La referencia tiene que ver con que en un impensable campeonato de “raros” en la literatura, los vecinos de la Banda Oriental ocupan un lugar casi indisputable.
Los raros es el título de un libro de Rubén Darío que recopila semblanzas de escritores a quienes el nicaragüense admiraba y consideraba “fuera de molde”: la mayoría de ellos, simbolistas franceses, pero también Edgar Allan Poe, el cubano José Martí y, sí, un uruguayo: Isidore Lucien Ducasse, conde de Lautréamont, nacido en Montevideo donde su padre era cónsul francés. Algún autor que no recuerdo dijo que lo de Lautréamont significaba “el otro en Montevideo”, pero no es cierto.
Los cantos de Maldoror, su obra más justamente famosa, fue adaptada como ópera por otro uruguayo “raro”, Leo Maslíah, que también hizo algo con una obra del autor al que me referiré hoy – no se impacienten– en algún momento.
Puede imaginarse un match doble de tenis de raros entre la pareja argentina integrada por Macedonio Fernández y Alberto Laiseca y la uruguaya, integrada por Felisberto Hernández y Mario Levrero, de quien –¡hemos llegado– hablaré hoy.

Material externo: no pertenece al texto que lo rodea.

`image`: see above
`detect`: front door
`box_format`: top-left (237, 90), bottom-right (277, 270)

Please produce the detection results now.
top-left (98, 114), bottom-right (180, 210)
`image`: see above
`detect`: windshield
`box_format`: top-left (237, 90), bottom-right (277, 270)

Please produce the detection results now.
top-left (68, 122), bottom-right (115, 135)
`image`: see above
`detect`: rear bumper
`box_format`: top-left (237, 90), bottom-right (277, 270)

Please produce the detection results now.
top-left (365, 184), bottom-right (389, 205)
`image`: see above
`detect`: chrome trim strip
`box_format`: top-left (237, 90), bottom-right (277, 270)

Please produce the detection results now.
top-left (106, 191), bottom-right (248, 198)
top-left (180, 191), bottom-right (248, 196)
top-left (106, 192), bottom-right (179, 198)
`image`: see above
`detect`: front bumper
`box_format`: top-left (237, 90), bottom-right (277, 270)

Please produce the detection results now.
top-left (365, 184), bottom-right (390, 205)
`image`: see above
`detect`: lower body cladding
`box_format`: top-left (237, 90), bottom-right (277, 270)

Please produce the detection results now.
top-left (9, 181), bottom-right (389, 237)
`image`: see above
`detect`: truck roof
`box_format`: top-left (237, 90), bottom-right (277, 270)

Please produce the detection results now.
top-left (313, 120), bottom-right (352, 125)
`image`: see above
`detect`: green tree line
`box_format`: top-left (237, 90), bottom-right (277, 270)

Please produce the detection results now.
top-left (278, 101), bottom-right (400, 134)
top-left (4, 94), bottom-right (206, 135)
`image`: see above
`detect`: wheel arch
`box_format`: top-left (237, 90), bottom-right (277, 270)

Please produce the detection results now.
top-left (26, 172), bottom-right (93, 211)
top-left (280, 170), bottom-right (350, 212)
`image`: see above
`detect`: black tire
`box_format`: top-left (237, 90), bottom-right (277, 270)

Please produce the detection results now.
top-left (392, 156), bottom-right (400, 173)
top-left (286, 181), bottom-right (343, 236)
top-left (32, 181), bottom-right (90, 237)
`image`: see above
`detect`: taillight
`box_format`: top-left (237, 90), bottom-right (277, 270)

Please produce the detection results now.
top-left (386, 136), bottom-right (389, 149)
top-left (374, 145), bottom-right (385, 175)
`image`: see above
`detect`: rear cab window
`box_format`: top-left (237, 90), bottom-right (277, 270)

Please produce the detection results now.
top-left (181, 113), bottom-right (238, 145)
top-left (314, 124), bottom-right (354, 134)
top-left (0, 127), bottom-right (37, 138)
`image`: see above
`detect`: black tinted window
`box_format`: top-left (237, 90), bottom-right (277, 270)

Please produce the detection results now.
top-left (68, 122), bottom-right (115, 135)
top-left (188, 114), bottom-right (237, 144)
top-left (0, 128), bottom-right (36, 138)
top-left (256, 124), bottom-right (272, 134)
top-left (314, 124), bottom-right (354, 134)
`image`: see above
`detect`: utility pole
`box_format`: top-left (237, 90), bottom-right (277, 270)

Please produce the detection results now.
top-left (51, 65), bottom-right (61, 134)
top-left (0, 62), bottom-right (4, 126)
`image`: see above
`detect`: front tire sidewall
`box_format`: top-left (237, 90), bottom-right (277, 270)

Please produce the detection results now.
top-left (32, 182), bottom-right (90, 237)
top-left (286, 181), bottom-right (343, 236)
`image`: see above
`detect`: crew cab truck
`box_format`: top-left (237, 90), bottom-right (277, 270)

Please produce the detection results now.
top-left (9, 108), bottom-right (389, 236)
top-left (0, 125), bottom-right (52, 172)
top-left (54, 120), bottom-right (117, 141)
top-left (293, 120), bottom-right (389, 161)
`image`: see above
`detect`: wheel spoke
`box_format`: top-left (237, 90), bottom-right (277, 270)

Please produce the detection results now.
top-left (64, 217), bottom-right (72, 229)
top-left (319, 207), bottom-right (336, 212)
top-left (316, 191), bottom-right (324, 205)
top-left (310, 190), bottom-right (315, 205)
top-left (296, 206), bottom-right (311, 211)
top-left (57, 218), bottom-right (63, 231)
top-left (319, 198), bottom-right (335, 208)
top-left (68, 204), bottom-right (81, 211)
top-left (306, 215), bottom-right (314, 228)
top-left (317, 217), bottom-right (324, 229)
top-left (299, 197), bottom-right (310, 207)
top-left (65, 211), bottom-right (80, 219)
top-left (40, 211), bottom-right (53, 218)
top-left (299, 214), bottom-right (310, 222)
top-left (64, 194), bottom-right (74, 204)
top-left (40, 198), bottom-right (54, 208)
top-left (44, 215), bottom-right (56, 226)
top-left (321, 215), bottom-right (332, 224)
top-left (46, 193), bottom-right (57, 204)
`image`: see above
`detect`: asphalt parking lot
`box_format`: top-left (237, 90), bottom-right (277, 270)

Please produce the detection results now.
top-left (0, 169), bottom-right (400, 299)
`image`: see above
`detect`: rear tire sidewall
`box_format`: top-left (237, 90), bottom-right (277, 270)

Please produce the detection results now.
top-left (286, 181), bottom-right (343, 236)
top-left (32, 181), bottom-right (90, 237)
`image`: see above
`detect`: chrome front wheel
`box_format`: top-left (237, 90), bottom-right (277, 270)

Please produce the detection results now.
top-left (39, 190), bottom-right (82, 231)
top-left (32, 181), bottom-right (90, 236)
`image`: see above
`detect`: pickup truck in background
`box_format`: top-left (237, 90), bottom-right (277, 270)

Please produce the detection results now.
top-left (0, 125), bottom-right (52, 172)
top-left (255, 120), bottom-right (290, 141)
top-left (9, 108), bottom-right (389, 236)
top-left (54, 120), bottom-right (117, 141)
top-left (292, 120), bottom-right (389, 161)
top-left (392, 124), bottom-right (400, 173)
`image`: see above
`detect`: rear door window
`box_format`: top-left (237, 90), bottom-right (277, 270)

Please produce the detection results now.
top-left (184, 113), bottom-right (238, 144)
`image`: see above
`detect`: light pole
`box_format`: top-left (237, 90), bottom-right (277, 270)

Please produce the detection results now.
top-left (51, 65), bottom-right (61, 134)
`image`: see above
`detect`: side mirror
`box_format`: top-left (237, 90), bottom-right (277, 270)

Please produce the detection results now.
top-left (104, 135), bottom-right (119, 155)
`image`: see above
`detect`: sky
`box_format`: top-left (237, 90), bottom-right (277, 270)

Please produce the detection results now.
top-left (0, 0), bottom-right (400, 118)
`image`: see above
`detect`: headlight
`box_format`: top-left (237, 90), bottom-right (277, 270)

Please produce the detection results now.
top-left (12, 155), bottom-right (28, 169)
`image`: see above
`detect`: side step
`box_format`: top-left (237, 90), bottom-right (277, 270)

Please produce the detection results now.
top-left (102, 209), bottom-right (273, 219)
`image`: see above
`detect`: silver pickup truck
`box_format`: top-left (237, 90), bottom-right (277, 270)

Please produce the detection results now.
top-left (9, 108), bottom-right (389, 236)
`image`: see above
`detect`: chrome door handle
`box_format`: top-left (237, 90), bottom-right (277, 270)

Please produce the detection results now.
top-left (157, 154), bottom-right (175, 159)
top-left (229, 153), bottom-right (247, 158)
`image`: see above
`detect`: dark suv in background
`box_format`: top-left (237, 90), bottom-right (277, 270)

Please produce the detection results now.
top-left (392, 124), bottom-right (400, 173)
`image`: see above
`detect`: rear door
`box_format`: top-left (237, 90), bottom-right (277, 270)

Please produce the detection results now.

Será a propósito de la oportuna reedición de La máquina de pensar en Gladys, un libro de cuentos que salió casi secretamente en 1970, conoció una segunda edición en 1995 y ahora llega publicado por la muy excelente Criatura Editora, un sello uruguayo que ha comenzado a imprimir y distribuir en la Argentina.
En realidad, hoy les estoy ofreciendo dos escritores al precio de uno, (tal vez por ser comienzos de año), porque Jorge Mario Varlotta Levrero firmó su vasta obra narrativa como Mario Levrero, en tanto reservó el Jorge Varlotta para su obra humorística. En la que destaca el guión de la muy surrealista tira cómica Santo Varón: apareció ilustrada por Lizán, y devino canción musicalizada por el ya citado Leo Maslíah. Y descolló calladamente en ambos rubros.
Levrero nació en Montevideo en 1940 y murió en la misma ciudad en 2004. Entre esas fechas vivió muchos años en Buenos Aires donde trabajó como diseñador de crucigramas complicados para la revista “Juegos para Gente DeMente” de Jaime Poniachik y en algún momento se instaló en Colonia del Sacramento.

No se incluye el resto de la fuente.